# Working With/living With tinnitus...



## Bobbyem (Dec 21, 2012)

Hi guys and gals,

After a very much to loud sampling session earlier this year, there is no fooling my self, the ringing in my ears is there to stay. At first I felt like I had messed my whole life up, and that I would probably go mad from the never ending tones. But after crying into a puddle on the floor, my gf really helped me get some hope back. 

I, as a person, am quite obsessed with the audiable part of the world, I love it. But since my condition came to be, I find My shuddering away from sound, they sort of put me on guard, in fear of making things worse, and when things are quiet the ringing is there to make it not. 

If you have any experience or feelings about hearing loss, please feel free to speak out. 
[/list]


----------



## Studio E (Dec 22, 2012)

It's just a fact of life for many many musicians. I have played in rock bands for decades now and have had tinnitus for as long as I can remember. Just protect yourself as much as you can from this point on. I have been wearing ear plugs for the last ten years or so at every single practice and gig. Your world will go on and you will still be able to do great things with the ears you have. Just think of all of the great producers and mixing engineers that were abusive to their ears for years that are still in the business.


----------



## wst3 (Dec 22, 2012)

For whatever reason far too many of us thought that standing on stage, without earplugs, but with large guitar amplifiers and a full drum kit was a good idea!

Turns out it wasn't... who knew?

Tinnitus is, at first frightening. But you will be surprised (in a good way) at how quickly you can adjust. The human body can compensate for a lot of things we do to it!

Take your time, learn how your hearing has changed, and yeah, protect it from here on out.


----------



## David Story (Dec 22, 2012)

Our hearts go out to you my friend.

Having said that:
1. See an otolaryngologist and get tested
2. See a psychologist and follow-up
3. Avoid alcohol, cigarettes and caffeine
4. Turn down the volume forever, everywhere
5. Love music that soothes your hearing

There's much to be done. Here's a glimpse of how deep the subject is http://en.wikipedia.org/wiki/Tinnitus
Do not try and treat yourself, that's for fools. Spread the word to your friends and colleagues to protect them and yourself.

You can be a composer with hearing problems, see Beethoven or, well, Danny Elfman.
Live performing is probably limited to soft acoustic in a small venue.

Act now


----------



## KEnK (Dec 22, 2012)

David Story @ Sat Dec 22 said:


> 3. Avoid alcohol, cigarettes and caffeine


? Never heard of any of those making tinnitus worse.


To the OP~

Just want to let you know your post helped me in a big way.

I have an upcoming reunion tour w/ my old rock band in Europe.
I quit that band and that music 20 years ago because of the volume levels.

I was very lucky that I didn't suffer significant hearing loss.
Since then I've played mostly jazz at sensible levels.

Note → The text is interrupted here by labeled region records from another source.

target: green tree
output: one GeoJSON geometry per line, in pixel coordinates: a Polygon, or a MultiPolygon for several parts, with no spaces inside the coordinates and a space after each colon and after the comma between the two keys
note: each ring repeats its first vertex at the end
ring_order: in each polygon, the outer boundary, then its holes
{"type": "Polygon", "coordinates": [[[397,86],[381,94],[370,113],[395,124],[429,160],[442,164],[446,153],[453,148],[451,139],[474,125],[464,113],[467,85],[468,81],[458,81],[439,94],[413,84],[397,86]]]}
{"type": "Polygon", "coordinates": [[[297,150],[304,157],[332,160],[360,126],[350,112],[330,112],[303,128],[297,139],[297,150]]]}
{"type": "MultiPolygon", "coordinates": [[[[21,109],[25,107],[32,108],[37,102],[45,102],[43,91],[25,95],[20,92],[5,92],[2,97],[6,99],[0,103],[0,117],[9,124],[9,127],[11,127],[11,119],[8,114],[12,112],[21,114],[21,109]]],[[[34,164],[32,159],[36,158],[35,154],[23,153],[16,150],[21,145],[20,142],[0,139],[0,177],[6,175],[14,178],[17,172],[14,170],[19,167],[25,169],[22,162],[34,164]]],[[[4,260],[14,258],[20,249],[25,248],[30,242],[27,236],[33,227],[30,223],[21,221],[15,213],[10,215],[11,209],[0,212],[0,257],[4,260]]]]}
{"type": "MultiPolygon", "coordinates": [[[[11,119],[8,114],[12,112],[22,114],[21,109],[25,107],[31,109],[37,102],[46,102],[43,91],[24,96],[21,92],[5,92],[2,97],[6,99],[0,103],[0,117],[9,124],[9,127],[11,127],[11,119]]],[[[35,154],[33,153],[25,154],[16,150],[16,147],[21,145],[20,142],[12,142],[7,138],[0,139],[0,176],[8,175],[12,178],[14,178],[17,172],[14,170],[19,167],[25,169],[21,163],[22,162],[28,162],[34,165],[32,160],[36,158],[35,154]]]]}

2 years ago I visited a friend in the Czech Rep and went to a "rock" concert.
It was a medium sized venue- 
the volume was beyond obscene and well into perverse.
I left nearly immediately.

I personally never liked using earplugs when I play,
and have been having an internal debate w/ myself about this.

Your story of permanent damage caused by one event 
has made me decide not to chance it.

Earplugs for me at all rehearsals, sound checks, and gigs.

Thanks for that.

k


----------



## David Story (Dec 22, 2012)

> 3. Avoid alcohol, cigarettes and caffeine
> 
> ? Never heard of any of those making tinnitus worse.




Trust me, I've seen it. Or ask these guys:
http://www.nlm.nih.gov/medlineplus/ency ... 003043.htm

Great decision to step back from excessive volume. Hurt Locker dramatized the common occurrence of soldiers and bystanders going deaf from one noise exposure. I sit in back or ask the management to turn down.

Melt your face isn't cool, it's violence. Be good to your ears


----------



## Nick Batzdorf (Dec 22, 2012)

> Never heard of any of those making tinnitus worse.



I have very mild, intermittent tinnitus, and fortunately I'm not conscious of it when it happens - nor does it appear to have any relationship to my hearing, which is still excellent.

However, the ENT I went to when it first appeared ten years ago asked me to try stopping coffee for a couple of weeks to see whether it made any difference. (I don't smoke, and I'm a social drinker only, so he didn't say anything about that.) It didn't make a difference, but what David says isn't from the occult, it's a real possibility.

My question is whether this is only musicians, and I suspect that it isn't. We live in a noisy world.


----------



## Consona (Dec 30, 2012)

David Story @ Sat Dec 22 said:


> Our hearts go out to you my friend.
> 
> Having said that:
> 1. See an otolaryngologist and get tested
> ...


Sorry but none of these really help. Doctors will only tell you it's uncurable and they will prescribe you some pills. I had tinnitus (I could not sleep because of it, etc., it was insane) and I've got rid of it completely. Just unblock your spine mainly Cervical vertebrae and supply yourself with minerals and vitamins. Some people practice yoga but I've never tried it. Hope this helps because it worked for me perfectly.


----------



## Michael Carnes (Dec 30, 2012)

Although most people in the business know me for my work in reverberators, I can speak to the issue of tinnitus a bit. I spent quite a bit of time this past year working as a DSP contractor for a company with a tinnitus therapy. As a result, I've developed a little more familiarity with that world. There are things I can't say because of non-disclosure agreements, but I can give you a little picture.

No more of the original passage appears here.